Select Non-Missing Information in Pandas Dataframe

With the use of notnull() part, you can exclude or remove NA and NAN values. In the case below, we are removing missing values from origin cavalcade. Since this dataframe does not incorporate whatsoever blank values, yous would find same number of rows in newdf.

newdf = df[df.origin.notnull()]

Filtering String in Pandas Dataframe

It is by and large considered catchy to handle text data. But python makes it easier when it comes to dealing character or string columns. Let's prepare a false data for example.

import pandas as pd  df = pd.DataFrame({"var1": ["AA_2", "B_1", "C_2", "A_2"]})     var1 0  AA_2 1   B_1 ii   C_2 3   A_2

Select rows having values starting from letter 'A'

By using .str, you lot tin enable string functions and can employ on pandas dataframe. str[0] means outset letter.

df[df['var1'].str[0] == 'A']

Filter rows having string length greater than 3

len( ) function calculates length of iterable.

df[df['var1'].str.len()>3]

Select string containing letters A or B

contains( ) function is similar to Similar argument in SQL and SAS. Yous can subset data past mentioning pattern in contains( ) function.

df[df['var1'].str.contains('A|B')]          Output          var1 0  AA_2 one   B_1 3   A_2

Handle infinite in column proper noun while filtering

Let's rename a cavalcade var1 with a space in between var 1 We can rename it by using rename office.

df.rename(columns={'var1':'var 1'}, inplace = True)

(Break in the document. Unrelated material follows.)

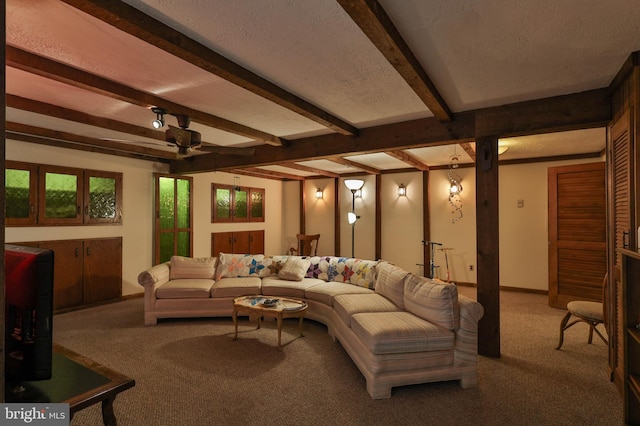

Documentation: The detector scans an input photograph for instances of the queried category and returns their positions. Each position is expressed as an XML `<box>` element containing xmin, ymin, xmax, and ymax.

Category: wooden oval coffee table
<box><xmin>232</xmin><ymin>295</ymin><xmax>307</xmax><ymax>349</ymax></box>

Past using backticks ` ` we can include the column having space. Run into the example code beneath.

          newdf = df.query("`var ane` == 'AA_2'")

Backticks are supported from version 0.25 of pandas package. Run this command in console to cheque pandas version !pip show pandas If you have version prior to the version 0.25 you lot tin upgrade it by using this command !pip install --upgrade pandas --user

How to filter information without using pandas package

You can perform filtering using pure python methods without dependency on pandas packet.

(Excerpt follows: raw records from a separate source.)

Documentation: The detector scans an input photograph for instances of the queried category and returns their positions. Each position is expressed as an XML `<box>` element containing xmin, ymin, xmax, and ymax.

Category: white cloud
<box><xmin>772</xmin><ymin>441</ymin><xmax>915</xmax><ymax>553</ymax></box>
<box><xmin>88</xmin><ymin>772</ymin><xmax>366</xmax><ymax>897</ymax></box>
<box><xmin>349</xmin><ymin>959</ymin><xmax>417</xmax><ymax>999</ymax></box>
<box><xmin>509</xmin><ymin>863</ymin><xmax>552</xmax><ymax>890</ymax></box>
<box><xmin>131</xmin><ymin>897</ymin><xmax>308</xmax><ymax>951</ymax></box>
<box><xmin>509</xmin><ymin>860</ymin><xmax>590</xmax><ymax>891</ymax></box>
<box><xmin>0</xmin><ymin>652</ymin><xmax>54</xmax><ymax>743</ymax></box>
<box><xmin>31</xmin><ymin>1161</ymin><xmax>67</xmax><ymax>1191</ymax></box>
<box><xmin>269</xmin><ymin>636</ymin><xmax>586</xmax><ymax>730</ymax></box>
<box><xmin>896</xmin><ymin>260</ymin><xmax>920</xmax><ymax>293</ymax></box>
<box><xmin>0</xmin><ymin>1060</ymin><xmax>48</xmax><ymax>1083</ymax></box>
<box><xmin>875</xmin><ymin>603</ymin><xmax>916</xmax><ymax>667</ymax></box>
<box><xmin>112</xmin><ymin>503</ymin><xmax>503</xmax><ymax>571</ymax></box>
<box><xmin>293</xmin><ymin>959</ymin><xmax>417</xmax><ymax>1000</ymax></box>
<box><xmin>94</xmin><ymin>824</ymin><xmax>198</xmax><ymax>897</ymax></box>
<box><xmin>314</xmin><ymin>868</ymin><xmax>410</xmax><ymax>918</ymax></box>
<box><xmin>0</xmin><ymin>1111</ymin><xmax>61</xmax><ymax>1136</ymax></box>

Alert : Methods shown below for filtering are not efficient ones. The main objective of showing the following methods is to show how to do subsetting without using pandas package. In your live project, you should utilise pandas' builtin functions (query( ), loc[ ], iloc[ ]) which are explained above.

Nosotros don't demand to create a dataframe to shop data. We can stock it in list data structure. lst_df contains flights data which were imported from CSV file.

import csv import requests  response = requests.get('https://dyurovsky.github.io/psyc201/information/lab2/nycflights.csv').text lines = response.splitlines() d = csv.DictReader(lines) lst_df = list(d)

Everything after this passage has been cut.